Aber …« Pause. Gott, wie Lázlo diese melodramatischen Pausen der Erwachsenen hasste,
die sie immer einlegten, bevor ihre Weisheiten sprudelten. Eine Pause, damit auch
der letzte Idiot kapierte: Achtung, gleich kommt das Wichtigste.
    »… psychologisch gesehen bin ich mir da ganz und gar nicht
sicher.«
    Lázlo unterdrückte ein Stöhnen.

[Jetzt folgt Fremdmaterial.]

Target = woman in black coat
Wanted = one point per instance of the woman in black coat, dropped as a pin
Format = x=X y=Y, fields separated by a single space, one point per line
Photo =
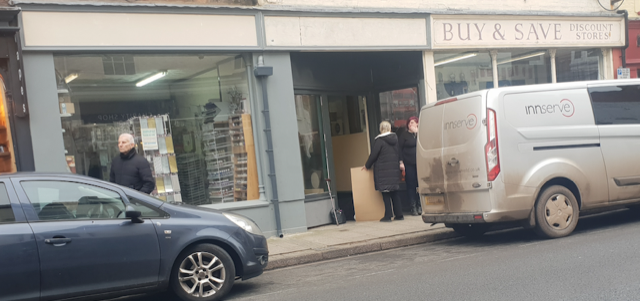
x=407 y=144
x=386 y=170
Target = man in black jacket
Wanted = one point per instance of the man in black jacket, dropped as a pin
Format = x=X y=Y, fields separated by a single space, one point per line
x=129 y=169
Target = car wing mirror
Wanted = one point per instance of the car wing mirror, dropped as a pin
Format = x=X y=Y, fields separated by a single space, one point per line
x=134 y=215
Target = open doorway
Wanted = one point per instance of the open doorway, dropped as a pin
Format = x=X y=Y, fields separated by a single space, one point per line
x=340 y=100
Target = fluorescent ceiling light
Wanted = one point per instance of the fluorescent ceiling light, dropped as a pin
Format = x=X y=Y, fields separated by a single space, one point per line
x=522 y=57
x=456 y=58
x=151 y=78
x=70 y=77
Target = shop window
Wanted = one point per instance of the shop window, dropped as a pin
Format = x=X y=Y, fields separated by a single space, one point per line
x=346 y=114
x=577 y=64
x=195 y=107
x=462 y=72
x=398 y=105
x=312 y=143
x=523 y=67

Aber auch das war schwer. »So eine Art
Doktor sind Sie …«, presste er hervor.
    Anday nickte. »Der Psychologe des Hauses, ja.« Seine Augen funkelten.
Oder waren es nur die Brillengläser? Der Arzt kam noch einen Schritt näher. Sagte
nichts.
    Lázlo schluckte schwer – seine Kehle tat immer noch höllisch weh. »Ich
weiß, ich hab Mist gebaut«, sagte er.
    Anday schwieg.
    »Ich … bin durchgedreht. Keine Ahnung, was passiert ist, aber jetzt
bin ich wieder in Ordnung.«
    Keine Antwort.
    »Ich war verzweifelt«, machte Lázlo weiter und legte so viel
Überzeugungskraft wie möglich in seine Stimme. »Wissen Sie, weil alles
schiefgelaufen ist. Aber jetzt ist mir klar, dass dieser Weg, äh, keine Lösung
ist.«
    Der Arzt kam noch näher heran, die Brille reflektierte Licht, das
Grinsen zuckte keinen Millimeter.
    »Es …« Lázlo brachte die Wörter kaum über die Lippen. »… tut mir
schrecklich leid.«
    Doktor Anday nickte. »Hör mir zu, Lázlo«, sagte er leise. »Die Ärzte
hier haben deinen Magen ausgepumpt, weil sie dachten, du hättest auch noch Tabletten
geschluckt. Sie haben in deinem Blut mehr als drei Promille Alkohol gemessen und
deine Handgelenke wieder zusammengenäht. Sie haben dir, verflucht noch mal, das
Leben gerettet. Also versuch nicht, mich zu verschaukeln.«
    Mist. Doktor Arsch war nicht dumm. »Ich habe es ehrlich gemeint«,
sagte Lázlo und blickte möglichst zerknirscht.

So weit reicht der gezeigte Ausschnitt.